Dans la chaîne alimentaire, le lecteur fait race à part.
Tel que vous le souleviez, le lecteur, en terrain inconnu, retrouve son habitat naturel dans les livres. À l’autre bout du monde, il est même prêt à traverser vents et marées ou même y laisser sa chemise (et son passeport) pour retrouver l’édition de la veille de son quotidien local.
De retour au bercail, le lecteur, le vague à l’âme, noie immédiatement sa peine en se replongeant tête première dans sa bibliothèque. Dépendant aux mots, absorbé par les récits, il s’injecte l’encre des pages à la recherche de souvenirs de voyage.
Caméléon bipolaire, le lecteur navigue d’un état à un autre, s’adaptant constamment à son environnement. Lui retirer sa dose divine de verbes le plongerait alors dans un état second, dans un coma profond.

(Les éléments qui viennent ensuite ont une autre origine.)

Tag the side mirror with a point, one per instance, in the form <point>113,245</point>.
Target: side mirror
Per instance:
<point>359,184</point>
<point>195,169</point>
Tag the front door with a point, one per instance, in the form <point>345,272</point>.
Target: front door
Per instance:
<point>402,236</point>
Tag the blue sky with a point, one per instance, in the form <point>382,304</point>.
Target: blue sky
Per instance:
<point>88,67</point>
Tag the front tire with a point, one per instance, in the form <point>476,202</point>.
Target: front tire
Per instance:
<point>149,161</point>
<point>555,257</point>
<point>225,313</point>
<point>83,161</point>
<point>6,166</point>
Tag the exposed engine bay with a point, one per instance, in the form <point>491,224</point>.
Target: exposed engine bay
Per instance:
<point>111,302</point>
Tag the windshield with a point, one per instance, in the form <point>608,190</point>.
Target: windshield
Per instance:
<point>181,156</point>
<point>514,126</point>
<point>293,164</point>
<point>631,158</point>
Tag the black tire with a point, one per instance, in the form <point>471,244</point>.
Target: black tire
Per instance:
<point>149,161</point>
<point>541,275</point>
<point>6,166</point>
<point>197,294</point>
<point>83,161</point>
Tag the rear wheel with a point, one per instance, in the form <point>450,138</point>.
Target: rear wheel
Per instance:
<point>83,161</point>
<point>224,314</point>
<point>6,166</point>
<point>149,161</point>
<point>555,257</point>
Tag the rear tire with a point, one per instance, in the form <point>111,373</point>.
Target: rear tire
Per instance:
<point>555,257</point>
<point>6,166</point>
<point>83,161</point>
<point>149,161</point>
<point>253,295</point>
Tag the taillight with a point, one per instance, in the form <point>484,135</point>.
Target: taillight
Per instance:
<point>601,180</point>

Pris en souricière, en pleine zone délittéralisée, le lecteur s’éteindrait à petit feu pendant que s’allumerait la télévision. Voilà le vrai mal de pays!
J’ai grandi dans une maison (bien, trois en fait) dans laquelle les livres étaient partout. Avec des parents qui n’ont jamais refusé l’achat d’un livre, ou d’un dictionnaire et des après-midi passés à la bibliothèque. Dans ma ville, ma famille et moi étions d’ailleurs connus comme ceux empruntant le plus de livres. À cinq personnes, avec un maximum de douze ouvrages et de cinq magazines, on revenait à la maison avec pratiquement une centaine de nouvelles histoires. Bien sûre, on ne les a jamais toutes lues, mais ça nous rassurait de savoir qu’on ne manquerait jamais de lecture. Et puis, quand on partait en visite, ou au chalet, on avait chacun notre sac, rempli d’albums pour enfants, et plus tard de romans. Chez mes parents encore, des livres dorment dans toutes les pièces, recueils de croissance personnelle pour ma mère, meilleures pratiques de gestion pour mon père, romans de vampires et lectures obligatoires de cégep pour mes soeurs. Chez moi, j’empile les livres par dizaines, dans des boîtes, des bibliothèques, sous le lit. Je collectionne tous ces livres dont je ne me rappelle pas l’histoire ou d’autres que je n’ai pas lu, et que je lirai peut-être jamais. J’accumule tous ces bouquins que je commence, mais fini rarement.
Mais pourtant, je trouve si rassurant d’être entourée de toutes ces mots. Et lorsque je vais chez une amie. La première chose que je cherche du regard, c’est sa collection d’histoires.
Mon rapport bizarre avec les livres et les circonstances qui ont forgé ce comportement sont assez particulières. Le fait de posséder un livre est rassurant, mais du même coup, cette assurance débordante m’empêche très souvent de le lire au complet.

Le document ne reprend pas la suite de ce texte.